According to the SFC, security tokens are “likely to be ‘securities’” under Hong Kong’s Securities and Futures Ordinance, and thus fall under existing securities laws.
Unless an exemption applies, this therefore means that any Hong Kong-based STO — or STO targeting Hong Kong investors — must acquire a license and register for dealing in securities under the provisions of the ordinance.
Engaging in securities dealing (defined as a “Type 1 regulated activity”) without a due license is a criminal offense, the SFC notes.
Intermediaries that intend to market or operate an STO are also required to comply with the existing Code of Conduct for entities that are licensed or registered with the securities regulator. The statement also notes that security tokens are deemed to be «complex products,» for which additional investor protection measures further apply.
Lastly, the SFC states that prospective STO operators are required to observe the guidance it has previously outlined in a November 2018 circular for crypto exchanges and intermediaries engaged in the distribution of virtual asset funds.
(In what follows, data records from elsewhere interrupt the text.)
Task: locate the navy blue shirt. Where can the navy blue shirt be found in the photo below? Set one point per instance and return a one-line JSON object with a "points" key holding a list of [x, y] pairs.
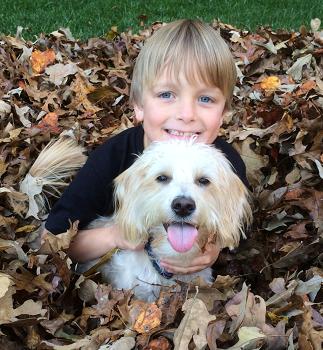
{"points": [[90, 194]]}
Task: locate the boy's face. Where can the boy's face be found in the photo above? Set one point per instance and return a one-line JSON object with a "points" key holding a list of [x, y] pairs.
{"points": [[179, 109]]}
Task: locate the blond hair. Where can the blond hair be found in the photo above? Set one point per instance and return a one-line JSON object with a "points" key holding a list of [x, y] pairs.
{"points": [[188, 46]]}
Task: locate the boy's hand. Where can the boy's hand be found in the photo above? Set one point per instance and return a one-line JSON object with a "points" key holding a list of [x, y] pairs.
{"points": [[201, 262]]}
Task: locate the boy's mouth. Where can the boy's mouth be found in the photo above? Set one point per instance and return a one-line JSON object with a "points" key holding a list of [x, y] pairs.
{"points": [[184, 134]]}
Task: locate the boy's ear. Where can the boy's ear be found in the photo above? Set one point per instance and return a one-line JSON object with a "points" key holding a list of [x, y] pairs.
{"points": [[139, 113]]}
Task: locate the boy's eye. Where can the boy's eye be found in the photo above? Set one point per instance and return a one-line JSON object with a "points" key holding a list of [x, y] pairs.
{"points": [[165, 95], [205, 99]]}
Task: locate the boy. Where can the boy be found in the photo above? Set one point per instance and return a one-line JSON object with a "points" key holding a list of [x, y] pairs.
{"points": [[182, 86]]}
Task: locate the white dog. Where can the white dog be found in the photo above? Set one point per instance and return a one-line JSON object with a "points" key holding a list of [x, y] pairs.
{"points": [[173, 197]]}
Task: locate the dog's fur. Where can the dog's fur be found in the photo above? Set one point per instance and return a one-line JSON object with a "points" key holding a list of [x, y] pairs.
{"points": [[173, 182]]}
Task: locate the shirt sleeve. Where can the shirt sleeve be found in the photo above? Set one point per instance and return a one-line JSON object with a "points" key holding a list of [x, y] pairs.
{"points": [[236, 161], [84, 199]]}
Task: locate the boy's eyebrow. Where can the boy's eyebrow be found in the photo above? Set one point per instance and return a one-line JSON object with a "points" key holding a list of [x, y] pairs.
{"points": [[164, 85]]}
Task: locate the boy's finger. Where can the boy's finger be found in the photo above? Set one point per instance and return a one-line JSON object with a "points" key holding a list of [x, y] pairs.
{"points": [[183, 270]]}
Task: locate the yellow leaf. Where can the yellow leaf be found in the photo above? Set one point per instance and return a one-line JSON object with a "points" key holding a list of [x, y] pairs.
{"points": [[41, 59], [270, 83]]}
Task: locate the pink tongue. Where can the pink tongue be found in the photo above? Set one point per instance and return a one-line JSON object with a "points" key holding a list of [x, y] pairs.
{"points": [[181, 236]]}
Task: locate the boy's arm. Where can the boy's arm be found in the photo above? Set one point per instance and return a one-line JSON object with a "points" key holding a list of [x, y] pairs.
{"points": [[93, 243]]}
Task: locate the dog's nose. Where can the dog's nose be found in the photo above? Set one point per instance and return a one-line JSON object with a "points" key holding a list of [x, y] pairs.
{"points": [[183, 206]]}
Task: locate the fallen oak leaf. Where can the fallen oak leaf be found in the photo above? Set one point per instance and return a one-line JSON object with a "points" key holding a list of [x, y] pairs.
{"points": [[58, 72], [41, 59], [194, 324], [5, 282], [50, 121], [270, 83], [250, 338], [144, 316]]}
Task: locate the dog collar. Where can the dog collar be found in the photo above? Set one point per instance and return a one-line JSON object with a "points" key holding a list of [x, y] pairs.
{"points": [[155, 262]]}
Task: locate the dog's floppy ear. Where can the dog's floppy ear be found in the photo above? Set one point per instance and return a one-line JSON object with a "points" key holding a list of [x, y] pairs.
{"points": [[128, 215]]}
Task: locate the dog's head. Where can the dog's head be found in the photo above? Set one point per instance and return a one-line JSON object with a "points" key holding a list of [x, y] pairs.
{"points": [[187, 187]]}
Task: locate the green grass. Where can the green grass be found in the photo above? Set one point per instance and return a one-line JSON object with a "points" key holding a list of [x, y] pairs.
{"points": [[88, 18]]}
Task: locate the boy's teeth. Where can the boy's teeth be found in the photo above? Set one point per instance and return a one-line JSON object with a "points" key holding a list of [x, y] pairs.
{"points": [[180, 133]]}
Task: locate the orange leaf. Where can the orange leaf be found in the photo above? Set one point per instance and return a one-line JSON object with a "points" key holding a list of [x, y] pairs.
{"points": [[306, 87], [147, 316], [41, 59], [50, 121], [270, 83]]}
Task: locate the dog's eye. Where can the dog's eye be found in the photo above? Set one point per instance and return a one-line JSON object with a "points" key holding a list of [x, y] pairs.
{"points": [[162, 178], [203, 181]]}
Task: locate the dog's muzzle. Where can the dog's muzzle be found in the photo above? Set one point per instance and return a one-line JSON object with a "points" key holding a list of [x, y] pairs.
{"points": [[183, 206]]}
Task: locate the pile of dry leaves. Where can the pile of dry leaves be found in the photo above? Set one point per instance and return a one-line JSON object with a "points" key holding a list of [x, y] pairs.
{"points": [[267, 294]]}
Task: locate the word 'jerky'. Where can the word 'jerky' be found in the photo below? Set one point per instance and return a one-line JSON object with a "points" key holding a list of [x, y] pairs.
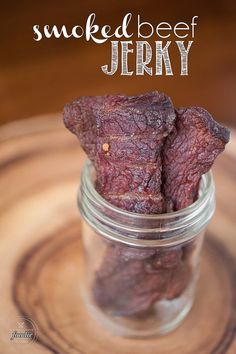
{"points": [[149, 159]]}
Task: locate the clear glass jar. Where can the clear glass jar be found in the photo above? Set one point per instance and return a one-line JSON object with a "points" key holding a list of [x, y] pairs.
{"points": [[141, 270]]}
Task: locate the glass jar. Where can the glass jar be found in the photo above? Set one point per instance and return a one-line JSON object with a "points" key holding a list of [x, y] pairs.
{"points": [[141, 270]]}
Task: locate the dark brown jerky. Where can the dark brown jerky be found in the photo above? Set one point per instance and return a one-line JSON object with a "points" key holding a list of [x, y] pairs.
{"points": [[189, 152], [124, 137], [147, 161]]}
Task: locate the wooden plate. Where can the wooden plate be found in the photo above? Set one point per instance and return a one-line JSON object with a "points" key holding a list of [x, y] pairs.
{"points": [[40, 254]]}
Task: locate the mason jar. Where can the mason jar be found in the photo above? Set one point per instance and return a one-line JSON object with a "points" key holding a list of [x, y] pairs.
{"points": [[140, 271]]}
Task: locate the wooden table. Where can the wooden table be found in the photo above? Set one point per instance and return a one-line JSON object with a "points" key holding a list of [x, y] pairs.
{"points": [[40, 253]]}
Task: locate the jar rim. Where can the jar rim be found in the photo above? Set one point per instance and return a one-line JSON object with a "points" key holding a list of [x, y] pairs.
{"points": [[145, 230], [191, 208]]}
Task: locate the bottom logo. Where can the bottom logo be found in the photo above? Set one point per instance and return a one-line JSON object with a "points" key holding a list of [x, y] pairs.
{"points": [[25, 331]]}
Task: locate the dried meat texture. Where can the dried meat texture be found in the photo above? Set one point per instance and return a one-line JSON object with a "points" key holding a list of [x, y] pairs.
{"points": [[124, 137], [148, 159], [144, 278], [189, 152]]}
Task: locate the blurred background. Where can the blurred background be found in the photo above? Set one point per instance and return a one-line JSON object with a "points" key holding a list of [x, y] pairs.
{"points": [[40, 77]]}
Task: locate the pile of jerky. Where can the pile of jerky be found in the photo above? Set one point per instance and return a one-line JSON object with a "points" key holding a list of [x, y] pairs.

This guidance stipulated three points. First, observing the aforementioned license and registration requirements, as well as an explicit restriction of STO sales to professional investors only.
Second, intermediaries are required to conduct due diligence in order to develop a thorough understanding of the STO in question. Intermediaries are also tasked with ensuring that any information provided to investors is sound and not misleading.
Lastly, they are required to provide investors with transparent information, as well as to issue warnings that outline the risks associated with virtual asset investments.